In April 2015, NYPD officer Delfin Lantigua pleaded guilty to soliciting sex and cash from a woman who sought a job in his department. In May this year, three NYPD officers at the Metropolitan Detention Center in Brooklyn were arrested on charges of sexually abusing at least half a dozen female inmates. The list goes on, and on, and on, and never gets any less horrifying.
Unless they are actually indicted, in the eyes of the NYPD, these men technically have not done anything wrong. True, it is against NYPD policy for officers to have sex on duty; those who do so can be charged with the broad offence of official misconduct, which bars the misuse of official authority for personal benefit.
However, nothing in city law makes the behaviour explicitly illegal. This leaves a loophole for predator police officers to exploit, and the reasoning behind this is unclear.
Last week, following the news of Martins and Hall’s indictment, New York City Councilman Mark Treyger announced that he would draft legislation that would make it illegal for a police officer to engage in sexual activity with someone in police custody, whether in a police car or in the course of an arrest or law enforcement action.
As its own history makes clear, the NYPD has not been trying all that hard to foster friendly relationships with New Yorkers who do not happen to be white and male. Whether Martins and Halls end up behind bars or not, they have joined a long line of others who have been caught committing shameful, depraved sexual abuse against the people of New York City – and the people owe it to themselves to speak out against these crimes and the broken policing system that shields those who commit them.

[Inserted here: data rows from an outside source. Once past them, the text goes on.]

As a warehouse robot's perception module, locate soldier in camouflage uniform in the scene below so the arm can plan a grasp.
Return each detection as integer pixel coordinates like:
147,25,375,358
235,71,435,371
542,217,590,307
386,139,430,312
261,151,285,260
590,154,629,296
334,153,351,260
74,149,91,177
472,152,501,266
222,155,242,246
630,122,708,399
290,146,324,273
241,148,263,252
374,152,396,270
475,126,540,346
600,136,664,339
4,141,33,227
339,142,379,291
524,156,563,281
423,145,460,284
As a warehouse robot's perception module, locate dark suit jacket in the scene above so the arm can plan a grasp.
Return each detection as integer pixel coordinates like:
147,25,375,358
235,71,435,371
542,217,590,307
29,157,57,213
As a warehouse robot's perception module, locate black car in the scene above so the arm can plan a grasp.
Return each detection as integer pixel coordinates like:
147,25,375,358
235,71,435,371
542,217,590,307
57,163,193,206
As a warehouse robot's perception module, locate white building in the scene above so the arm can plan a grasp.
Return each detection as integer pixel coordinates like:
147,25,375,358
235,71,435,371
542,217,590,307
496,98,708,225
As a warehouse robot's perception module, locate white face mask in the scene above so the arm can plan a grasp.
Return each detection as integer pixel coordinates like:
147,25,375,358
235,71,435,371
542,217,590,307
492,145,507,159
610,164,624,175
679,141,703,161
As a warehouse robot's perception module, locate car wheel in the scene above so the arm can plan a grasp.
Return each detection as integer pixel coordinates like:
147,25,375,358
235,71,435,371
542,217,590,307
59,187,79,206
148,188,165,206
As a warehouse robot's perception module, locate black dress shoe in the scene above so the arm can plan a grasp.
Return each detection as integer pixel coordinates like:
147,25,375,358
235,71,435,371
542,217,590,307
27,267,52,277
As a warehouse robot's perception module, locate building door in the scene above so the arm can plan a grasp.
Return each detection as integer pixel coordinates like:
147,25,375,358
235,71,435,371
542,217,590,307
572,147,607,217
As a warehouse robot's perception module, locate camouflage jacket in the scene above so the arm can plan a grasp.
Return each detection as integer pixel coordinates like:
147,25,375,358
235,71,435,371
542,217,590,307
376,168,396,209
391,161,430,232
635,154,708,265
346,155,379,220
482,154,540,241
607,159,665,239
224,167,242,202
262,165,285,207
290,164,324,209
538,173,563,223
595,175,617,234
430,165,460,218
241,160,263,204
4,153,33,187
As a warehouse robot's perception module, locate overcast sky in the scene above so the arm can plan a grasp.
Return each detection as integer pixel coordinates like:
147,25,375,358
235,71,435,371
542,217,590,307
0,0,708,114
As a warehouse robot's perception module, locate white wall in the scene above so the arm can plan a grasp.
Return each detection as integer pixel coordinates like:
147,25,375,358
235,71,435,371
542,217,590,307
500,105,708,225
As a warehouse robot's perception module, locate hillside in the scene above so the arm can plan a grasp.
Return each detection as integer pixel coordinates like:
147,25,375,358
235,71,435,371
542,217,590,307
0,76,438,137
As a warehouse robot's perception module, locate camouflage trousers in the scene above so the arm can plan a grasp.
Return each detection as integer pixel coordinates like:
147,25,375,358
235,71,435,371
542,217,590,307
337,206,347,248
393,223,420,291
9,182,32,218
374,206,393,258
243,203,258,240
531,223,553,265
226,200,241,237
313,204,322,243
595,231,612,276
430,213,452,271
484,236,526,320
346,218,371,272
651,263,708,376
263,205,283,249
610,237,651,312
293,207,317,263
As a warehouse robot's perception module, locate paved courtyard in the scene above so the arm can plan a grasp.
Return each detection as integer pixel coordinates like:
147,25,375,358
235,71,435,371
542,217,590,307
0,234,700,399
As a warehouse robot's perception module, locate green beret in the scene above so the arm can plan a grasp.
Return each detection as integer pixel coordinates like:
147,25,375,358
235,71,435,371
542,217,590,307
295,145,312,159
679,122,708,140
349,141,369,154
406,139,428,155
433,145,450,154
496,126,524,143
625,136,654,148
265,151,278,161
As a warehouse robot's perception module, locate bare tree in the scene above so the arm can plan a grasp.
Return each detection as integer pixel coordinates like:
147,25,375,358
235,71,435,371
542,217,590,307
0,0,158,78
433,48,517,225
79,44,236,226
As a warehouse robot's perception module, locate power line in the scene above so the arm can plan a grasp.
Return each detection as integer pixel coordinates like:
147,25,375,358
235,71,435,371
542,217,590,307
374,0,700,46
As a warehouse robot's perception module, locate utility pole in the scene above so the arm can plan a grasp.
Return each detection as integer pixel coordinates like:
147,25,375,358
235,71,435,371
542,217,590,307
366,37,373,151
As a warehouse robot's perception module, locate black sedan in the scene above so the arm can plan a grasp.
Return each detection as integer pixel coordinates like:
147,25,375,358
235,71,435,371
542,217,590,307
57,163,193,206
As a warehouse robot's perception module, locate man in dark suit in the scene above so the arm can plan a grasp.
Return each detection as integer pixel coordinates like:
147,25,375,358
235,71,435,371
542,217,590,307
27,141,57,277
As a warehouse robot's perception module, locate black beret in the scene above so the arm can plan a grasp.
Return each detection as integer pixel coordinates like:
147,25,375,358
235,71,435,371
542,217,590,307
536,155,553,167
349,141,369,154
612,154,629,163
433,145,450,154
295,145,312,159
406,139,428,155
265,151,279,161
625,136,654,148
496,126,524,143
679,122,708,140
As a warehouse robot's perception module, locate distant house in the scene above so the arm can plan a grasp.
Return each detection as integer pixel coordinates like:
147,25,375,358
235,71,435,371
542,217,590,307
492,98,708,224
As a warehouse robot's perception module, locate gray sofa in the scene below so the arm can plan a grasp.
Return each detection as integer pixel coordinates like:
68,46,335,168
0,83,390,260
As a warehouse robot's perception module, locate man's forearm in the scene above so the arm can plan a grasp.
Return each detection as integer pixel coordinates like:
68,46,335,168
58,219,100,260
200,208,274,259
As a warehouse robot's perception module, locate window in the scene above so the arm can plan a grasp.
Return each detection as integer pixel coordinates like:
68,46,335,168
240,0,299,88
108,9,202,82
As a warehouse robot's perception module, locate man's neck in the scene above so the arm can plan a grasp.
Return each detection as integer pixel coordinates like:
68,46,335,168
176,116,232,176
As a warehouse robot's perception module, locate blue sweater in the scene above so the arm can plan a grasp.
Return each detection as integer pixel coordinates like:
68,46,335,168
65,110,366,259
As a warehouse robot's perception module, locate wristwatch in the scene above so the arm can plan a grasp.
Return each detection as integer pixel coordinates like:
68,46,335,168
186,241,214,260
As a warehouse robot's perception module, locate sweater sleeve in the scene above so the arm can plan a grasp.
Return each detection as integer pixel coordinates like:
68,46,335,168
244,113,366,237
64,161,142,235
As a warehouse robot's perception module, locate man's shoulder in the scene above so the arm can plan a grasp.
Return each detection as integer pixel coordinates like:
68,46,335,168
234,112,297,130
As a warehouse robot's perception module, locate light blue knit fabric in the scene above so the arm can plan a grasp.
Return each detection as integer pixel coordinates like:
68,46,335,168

We need to serve and protect our own by strengthening community support networks and pushing back against police violence with every ounce of strength we have. The internal culture of the NYPD is clearly toxic, and has proven time and time again to be a safe harbour for those who would rather abuse the people they are supposed to “protect“. Demanding justice for Anna Chambers is only the beginning.
The views expressed in this article are the author’s own and do not necessarily reflect Al Jazeera’s editorial policy.